The Great American Road Trip Detour

BREAKING NEWS:  Flash Flood, Mud Slides, Rock Slides- video shots show cars and trucks avalanched by mud cascading off desert mountain walls.

As we left Sequoia NP, the sprinkles had begun and we observed off to the south a huge, dark cloud, heard rumbles of thunder, and saw jagged cloud to cloud lightning. A good, slow, soaking, steady rain would be good for this dry, parched area, we thought.

Thing is, when the rain comes so hard and fast, it makes mudpies that slide right off the side of the mountains, creating larger and larger mudpies, dragging rocks and boulders with the mud.

We did not know that circumstance as we were making the hairpin switchbacks coming down from Sequoia. It had not affected the area where we were touring and neither of us anticipated any trouble. 

Neither did we know that our sleep-cheap motel was in “downtown” Visalia (an entirely different story to be related, maybe, later). We drove, instead, on down Hwy 99 S to Delano, CA, where the hostess told us they’d had a deluge.

The following morning, we set our GPS for Henderson, NV, located strategically between Vegas and Hoover Dam. About two minutes out of Barksdale, CA, we saw evidence of what happens in this kind of desert environment. Rock and mud slides had closed 58 E. Flashing signs were being placed in the median by state Highway Guys.

Quick like a flash of evening lightning, Marvin cut the median and wheeled around into the return to sender direction. He drove 25 feet and pulled onto the median, parked, and approached the State Highway worker for information.

The short of it is this: there’s a long way to Vegas.

The worker explained how to detour around the incident, though the route would be “a long and winding road” to Isabella Lake on Hwy 178 N, over to 395 S, on the other side of a Sierra Nevada mountain range.
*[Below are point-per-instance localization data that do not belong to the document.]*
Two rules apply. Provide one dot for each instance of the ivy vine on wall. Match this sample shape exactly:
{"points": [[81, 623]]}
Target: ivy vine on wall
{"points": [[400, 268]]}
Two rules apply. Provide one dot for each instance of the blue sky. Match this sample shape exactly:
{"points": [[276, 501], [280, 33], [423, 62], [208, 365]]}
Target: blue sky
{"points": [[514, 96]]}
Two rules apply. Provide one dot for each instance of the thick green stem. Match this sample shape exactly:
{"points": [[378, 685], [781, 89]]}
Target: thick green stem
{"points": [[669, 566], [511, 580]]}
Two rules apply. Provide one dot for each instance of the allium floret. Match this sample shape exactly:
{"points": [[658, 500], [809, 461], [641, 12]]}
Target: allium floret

We pulled across and whipped on over to the Cheyenne exit, we and about a hundred other vehicles; the 18-wheelers had already pulled off the road and were preparing for a long overnight because 58 E would not be open for another day.

I met a family traveling to Vegas and chatted with them while Marvin topped off the gas tank at a local station. 
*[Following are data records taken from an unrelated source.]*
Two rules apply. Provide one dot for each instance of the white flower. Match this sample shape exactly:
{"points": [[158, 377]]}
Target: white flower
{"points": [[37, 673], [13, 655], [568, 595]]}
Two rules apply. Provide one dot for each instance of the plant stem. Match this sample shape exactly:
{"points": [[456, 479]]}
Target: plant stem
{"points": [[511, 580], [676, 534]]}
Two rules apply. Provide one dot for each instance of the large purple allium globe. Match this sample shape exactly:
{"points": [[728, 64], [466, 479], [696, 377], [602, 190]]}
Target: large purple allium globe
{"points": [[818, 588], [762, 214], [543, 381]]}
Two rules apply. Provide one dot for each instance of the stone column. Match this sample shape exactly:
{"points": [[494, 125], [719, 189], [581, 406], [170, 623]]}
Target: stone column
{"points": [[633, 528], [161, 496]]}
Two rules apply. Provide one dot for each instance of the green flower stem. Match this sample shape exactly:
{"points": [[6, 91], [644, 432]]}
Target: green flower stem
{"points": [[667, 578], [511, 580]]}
Off we went on another High Sierra desert adventure filled with natural sage grass, tumbleweed, and cactus tree landscapes. Also growing with irrigation were lemon, orange, and even some almond trees.


The opportunity to see this western countryside has provided us with greater appreciation for the bounty produced in America. We’ve also been awestruck by the different kinds of beauty stretching as far as the eye can see.